Between the time when I escaped from the UK’s university system and the time I came to Hong Kong I worked, mainly in journalism but also in sundry bars and Bingo halls, for about eight years. This, I discovered as retirement loomed, entitled me to a pension from the UK government. This can be collected wherever you are, though if you live overseas you don’t get cost of living increases. It is regarded as an owned entitlement, because it is the product of the compulsory payments made into the National Insurance fund by you and your employer when you were working. Accordingly, how much you get depends on how much was paid in. As the payments in my case only lasted for eight years the entitlement is quite small, though still welcome. As my 65th birthday approached I Skyped a nice lady in the UK Pensions office, which for some reason is in Newcastle, and she sent me the necessary forms. The money appears in my bank account every month. If your entitlement is very small you can ask them to send it less often.

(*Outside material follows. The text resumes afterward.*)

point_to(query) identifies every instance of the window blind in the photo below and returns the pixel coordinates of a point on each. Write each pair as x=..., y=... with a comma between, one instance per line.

The amount, as I said, is nothing to write home about. It covers, by coincidence, our monthly management fees with a little to spare. It is, however, more than twice as much as the amount our generous government, with much heaving and straining, is proposing to distribute to the deserving poor under the latest proposals. These involve a means-tested monthly payment of $2,000 or so. Our leaders have bravely announced that they will not consider any proposed changes to this plan, and less bravely also announced that if it is not approved in the original form the distribution of largesse will be delayed.
This has not so far inhibited the opposition, some of which has come from unexpected quarters. There is a recurring problem here. If proposals require legislators’ approval then legislators will be tempted to tweak them. Officials will be tempted to say that tweaking will not be tolerated. But if it is not tolerated then members feel they are being treated like a rubber stamp. Or the National People’s Congress. This is of course resented. I notice that even the DAB has been slower than usual to discover, as it always does, that a proposal which it initially opposed has redeeming features so the DAB will support the government. Surprise!

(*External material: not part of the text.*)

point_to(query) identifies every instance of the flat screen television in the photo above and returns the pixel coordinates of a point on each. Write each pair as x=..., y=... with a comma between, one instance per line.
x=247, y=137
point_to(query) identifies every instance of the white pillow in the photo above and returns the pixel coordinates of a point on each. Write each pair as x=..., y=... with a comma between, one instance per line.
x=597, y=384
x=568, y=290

The substantive question presented by the government’s proposal is one which dogs all welfare systems. If the benefit is distributed to everyone then some of it will go to people who do not need it. I am, for example, the happy owner of a ticket which allows me to go anywhere on the MTR for $2. I also own a car. If the benefit is means-tested then many of the people for whom it is intended will not get it. They will be unable or unwilling to fill in the required forms, or they will reject as a matter of pride a benefit associated with poverty. The argument is not about fairness to millionaires. It is about whether the way the benefit is offered will get it to the people who need it.
Clearly there is no final solution to this dilemma. If there were it would have been found by now. People have been struggling with the question since the days of Bismark. However a partial solution, at least, is available. That is to make the collection of the benefit sufficiently inconvenient to put off those who don’t really need it. Let us, for example, replace the $2,000 a month with $500 a week, to be collected in cash at a stated time and place in your neighbourhood. This is not difficult. It is the way UK pensions used to be distributed. You collected your weekly dollop from the nearest Post Office. Perhaps the nearest 7-11 would be more convenient in Hong Kong. Well off retirees are not going to make a weekly trip and quene up with a load of peasants for $500. It is not worth their time. For those who really need it, on the other hand, a short weekly walk is a trivial requirement. Many of them neither have nor need bank accounts. They would prefer cash.
How a person is expected to survive in Hong Kong on $500 a week is another matter. Look at it whichever way you want I do not see how this figure can be described as generous. Is there anyone on Exco who does not own fleets of flats, droves of directorships, shedloads of shares, or pairs of detached Peak houses festooned with dubiously legal additions? I thought not.
Looks as if we need an overhaul of the MPF along with the overhaul of the “fruit money”.